5. Warwick Saint, Lumascape photo for “Form Longing for Formless”, 2022, 40” x 60”, courtesy the artist

Anche se non stai usando una macchina fotografica mentre parliamo, hai condiviso un’immagine mentale interessante: la tua idea di bellezza e l’immagine dell’arte e della fotografia come portali. Potresti spiegarlo meglio?

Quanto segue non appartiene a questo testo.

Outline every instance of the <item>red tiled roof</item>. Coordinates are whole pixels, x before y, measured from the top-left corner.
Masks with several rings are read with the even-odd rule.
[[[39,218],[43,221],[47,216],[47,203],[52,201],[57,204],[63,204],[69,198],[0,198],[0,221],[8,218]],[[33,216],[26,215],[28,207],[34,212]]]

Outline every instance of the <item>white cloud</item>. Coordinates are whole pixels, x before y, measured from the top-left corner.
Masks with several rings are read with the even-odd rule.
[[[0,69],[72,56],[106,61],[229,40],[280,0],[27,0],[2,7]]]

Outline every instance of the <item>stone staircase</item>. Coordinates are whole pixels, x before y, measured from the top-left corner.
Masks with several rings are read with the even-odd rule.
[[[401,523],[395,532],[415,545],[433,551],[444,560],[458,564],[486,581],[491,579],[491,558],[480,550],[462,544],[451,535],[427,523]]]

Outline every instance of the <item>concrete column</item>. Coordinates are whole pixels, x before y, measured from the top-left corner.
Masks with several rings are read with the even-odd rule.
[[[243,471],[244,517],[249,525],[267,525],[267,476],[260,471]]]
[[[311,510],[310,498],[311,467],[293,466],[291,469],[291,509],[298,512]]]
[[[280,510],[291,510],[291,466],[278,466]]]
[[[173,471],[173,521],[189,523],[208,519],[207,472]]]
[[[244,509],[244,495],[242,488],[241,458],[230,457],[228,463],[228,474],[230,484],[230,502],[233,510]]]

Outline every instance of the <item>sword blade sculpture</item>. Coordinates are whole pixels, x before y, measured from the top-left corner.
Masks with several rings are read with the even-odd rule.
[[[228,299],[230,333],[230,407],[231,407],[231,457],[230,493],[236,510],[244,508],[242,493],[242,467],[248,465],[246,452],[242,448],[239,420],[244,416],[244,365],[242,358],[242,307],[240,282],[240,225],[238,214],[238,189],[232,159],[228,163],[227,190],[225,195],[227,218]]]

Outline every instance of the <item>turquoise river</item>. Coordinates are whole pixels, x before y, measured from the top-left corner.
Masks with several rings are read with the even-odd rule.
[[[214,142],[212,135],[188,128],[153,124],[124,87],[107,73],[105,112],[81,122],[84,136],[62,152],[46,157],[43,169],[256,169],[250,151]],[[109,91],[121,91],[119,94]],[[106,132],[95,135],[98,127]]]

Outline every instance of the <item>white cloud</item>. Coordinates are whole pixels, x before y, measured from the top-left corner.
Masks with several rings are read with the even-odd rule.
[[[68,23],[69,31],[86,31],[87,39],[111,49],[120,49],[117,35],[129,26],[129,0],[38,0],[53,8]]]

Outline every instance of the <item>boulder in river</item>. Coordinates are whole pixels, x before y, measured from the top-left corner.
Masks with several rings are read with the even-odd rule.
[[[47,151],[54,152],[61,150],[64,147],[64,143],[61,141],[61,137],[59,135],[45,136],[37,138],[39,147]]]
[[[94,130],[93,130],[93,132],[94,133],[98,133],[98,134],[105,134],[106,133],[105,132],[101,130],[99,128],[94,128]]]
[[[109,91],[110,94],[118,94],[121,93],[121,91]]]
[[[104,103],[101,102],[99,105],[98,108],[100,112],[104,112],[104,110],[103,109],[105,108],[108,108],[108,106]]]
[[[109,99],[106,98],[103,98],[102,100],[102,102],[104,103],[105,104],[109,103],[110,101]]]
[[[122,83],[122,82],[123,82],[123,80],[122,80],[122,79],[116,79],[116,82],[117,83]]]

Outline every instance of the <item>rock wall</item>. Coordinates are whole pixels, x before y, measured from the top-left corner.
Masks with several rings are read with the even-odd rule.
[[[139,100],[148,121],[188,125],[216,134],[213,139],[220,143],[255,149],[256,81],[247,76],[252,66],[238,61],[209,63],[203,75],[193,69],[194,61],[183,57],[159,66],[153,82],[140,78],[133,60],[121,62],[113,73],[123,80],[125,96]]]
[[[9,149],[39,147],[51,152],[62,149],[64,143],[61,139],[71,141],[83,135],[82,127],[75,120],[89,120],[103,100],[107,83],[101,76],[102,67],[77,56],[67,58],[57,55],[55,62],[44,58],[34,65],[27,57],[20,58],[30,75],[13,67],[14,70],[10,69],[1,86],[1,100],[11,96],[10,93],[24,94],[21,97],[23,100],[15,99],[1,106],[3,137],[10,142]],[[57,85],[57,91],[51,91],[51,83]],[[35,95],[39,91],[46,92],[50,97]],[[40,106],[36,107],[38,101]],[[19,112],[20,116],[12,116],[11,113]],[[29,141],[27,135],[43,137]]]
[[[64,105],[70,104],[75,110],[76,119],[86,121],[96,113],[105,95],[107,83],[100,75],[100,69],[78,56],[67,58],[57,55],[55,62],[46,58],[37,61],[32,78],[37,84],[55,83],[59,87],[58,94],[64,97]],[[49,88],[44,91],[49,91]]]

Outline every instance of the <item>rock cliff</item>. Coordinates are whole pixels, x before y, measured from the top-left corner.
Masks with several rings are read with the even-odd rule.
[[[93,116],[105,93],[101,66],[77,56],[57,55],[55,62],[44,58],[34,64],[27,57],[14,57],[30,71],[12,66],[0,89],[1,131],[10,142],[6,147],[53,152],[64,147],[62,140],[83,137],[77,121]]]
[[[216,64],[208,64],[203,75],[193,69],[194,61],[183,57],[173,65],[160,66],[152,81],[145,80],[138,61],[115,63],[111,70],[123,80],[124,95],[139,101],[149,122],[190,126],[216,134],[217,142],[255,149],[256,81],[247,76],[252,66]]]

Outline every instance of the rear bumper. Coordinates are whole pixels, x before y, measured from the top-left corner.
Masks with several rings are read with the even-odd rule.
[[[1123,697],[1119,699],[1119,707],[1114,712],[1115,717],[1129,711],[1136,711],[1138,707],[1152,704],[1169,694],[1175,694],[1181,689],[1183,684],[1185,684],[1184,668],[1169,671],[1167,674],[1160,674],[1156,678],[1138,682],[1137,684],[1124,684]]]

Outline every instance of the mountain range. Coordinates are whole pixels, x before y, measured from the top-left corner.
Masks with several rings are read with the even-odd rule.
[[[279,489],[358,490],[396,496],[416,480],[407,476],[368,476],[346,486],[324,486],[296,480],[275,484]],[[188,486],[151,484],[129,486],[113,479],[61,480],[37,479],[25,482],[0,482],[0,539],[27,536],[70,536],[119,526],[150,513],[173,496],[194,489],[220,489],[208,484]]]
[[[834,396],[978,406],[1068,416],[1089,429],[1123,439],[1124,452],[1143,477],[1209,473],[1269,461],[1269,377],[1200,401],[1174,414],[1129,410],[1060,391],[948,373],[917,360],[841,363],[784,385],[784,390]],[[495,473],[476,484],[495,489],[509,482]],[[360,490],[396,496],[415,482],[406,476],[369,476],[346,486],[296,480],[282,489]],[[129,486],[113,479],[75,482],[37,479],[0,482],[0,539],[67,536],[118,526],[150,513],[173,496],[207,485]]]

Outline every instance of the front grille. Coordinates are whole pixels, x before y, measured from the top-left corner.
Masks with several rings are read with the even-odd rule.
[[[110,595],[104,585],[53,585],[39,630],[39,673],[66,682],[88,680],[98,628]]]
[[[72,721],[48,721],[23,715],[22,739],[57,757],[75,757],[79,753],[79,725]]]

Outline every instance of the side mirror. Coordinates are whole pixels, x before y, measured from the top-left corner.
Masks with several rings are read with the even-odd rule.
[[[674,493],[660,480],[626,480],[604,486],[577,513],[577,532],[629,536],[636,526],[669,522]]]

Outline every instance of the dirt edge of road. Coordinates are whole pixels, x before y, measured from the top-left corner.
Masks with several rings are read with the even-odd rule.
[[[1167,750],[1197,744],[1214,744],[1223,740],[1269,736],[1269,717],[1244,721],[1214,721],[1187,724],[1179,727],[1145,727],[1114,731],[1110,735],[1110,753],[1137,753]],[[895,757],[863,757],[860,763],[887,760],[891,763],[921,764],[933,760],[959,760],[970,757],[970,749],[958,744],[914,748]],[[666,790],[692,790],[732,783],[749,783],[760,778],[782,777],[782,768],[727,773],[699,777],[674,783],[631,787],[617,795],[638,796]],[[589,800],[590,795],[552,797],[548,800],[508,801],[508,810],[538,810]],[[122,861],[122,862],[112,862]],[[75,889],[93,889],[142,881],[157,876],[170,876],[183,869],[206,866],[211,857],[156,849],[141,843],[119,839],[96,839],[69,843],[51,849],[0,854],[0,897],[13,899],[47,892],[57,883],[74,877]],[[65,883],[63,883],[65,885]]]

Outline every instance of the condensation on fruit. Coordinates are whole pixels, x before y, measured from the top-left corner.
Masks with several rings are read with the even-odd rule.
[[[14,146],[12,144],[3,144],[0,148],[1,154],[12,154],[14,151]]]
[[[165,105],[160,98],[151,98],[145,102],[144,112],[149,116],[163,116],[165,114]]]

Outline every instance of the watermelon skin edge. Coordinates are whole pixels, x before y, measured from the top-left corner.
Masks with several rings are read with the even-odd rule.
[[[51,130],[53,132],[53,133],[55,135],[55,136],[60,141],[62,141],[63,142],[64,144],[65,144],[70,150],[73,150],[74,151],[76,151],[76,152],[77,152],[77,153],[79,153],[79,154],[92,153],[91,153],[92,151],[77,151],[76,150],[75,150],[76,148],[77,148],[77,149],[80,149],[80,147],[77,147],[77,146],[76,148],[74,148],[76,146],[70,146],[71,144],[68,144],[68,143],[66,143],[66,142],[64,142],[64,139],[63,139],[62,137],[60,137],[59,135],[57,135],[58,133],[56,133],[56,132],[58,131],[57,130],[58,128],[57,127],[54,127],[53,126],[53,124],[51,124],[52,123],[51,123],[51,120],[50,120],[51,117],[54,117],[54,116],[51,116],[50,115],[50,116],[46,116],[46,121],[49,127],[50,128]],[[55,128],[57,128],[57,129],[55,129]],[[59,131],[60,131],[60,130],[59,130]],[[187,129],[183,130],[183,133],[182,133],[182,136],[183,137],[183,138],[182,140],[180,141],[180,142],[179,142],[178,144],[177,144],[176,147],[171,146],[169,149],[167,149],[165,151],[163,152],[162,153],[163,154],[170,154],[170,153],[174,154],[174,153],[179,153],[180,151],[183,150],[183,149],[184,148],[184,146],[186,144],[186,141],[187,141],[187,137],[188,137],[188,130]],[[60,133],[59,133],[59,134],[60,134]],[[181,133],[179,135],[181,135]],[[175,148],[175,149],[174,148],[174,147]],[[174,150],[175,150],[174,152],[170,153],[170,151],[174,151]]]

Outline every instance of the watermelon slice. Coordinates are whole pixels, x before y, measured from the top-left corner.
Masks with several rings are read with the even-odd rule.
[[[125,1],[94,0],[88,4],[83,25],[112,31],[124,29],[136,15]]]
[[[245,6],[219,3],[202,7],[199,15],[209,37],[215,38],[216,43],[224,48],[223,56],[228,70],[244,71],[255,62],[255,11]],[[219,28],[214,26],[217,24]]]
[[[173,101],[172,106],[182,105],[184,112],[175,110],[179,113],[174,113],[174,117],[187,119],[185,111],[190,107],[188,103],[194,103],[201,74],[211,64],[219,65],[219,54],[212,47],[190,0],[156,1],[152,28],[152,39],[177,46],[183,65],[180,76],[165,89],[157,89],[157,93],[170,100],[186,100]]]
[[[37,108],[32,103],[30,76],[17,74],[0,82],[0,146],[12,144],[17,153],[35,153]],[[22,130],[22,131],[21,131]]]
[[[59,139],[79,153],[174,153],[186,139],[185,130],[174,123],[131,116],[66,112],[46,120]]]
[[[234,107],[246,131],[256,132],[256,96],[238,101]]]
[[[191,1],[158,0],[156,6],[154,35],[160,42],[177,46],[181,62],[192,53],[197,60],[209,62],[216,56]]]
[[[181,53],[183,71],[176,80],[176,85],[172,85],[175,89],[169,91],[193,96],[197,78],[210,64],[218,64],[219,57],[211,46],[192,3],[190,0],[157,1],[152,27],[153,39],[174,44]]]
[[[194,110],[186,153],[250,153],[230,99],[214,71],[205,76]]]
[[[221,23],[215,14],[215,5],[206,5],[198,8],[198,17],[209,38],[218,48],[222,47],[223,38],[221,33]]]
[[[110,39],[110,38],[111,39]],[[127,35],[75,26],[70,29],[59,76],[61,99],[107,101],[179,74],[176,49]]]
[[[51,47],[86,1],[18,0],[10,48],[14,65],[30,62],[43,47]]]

C’è una profondità nella bellezza, che credo ogni essere umano abbia dentro di sé, non importa quanto siano esteticamente gradevoli o meno. La mia esplorazione come artista consiste nel lavorare con la tecnologia per spingermi verso idee irraggiungibili di bellezza e giocare con le dinamiche e le complessità psicologiche, per creare qualcosa che sia bello, decostruendolo e astraendolo per mezzo della pittura. Una grande opera d’arte o una grande fotografia sono un portale che evoca energia emotiva. Quando si guarda un’immagine, c’è una corrente emotiva, aperta a quel momento nel tempo e trasmessa allo spettatore. È fondamentale contraddire e contrastare i progressi tecnologici dell’intelligenza artificiale e la velocità con cui le immagini ci arrivano continuamente, introducendovi l’esperienza umana. Gli artisti hanno un’opportunità unica di preservare e trasmettere ciò che è unicamente umano.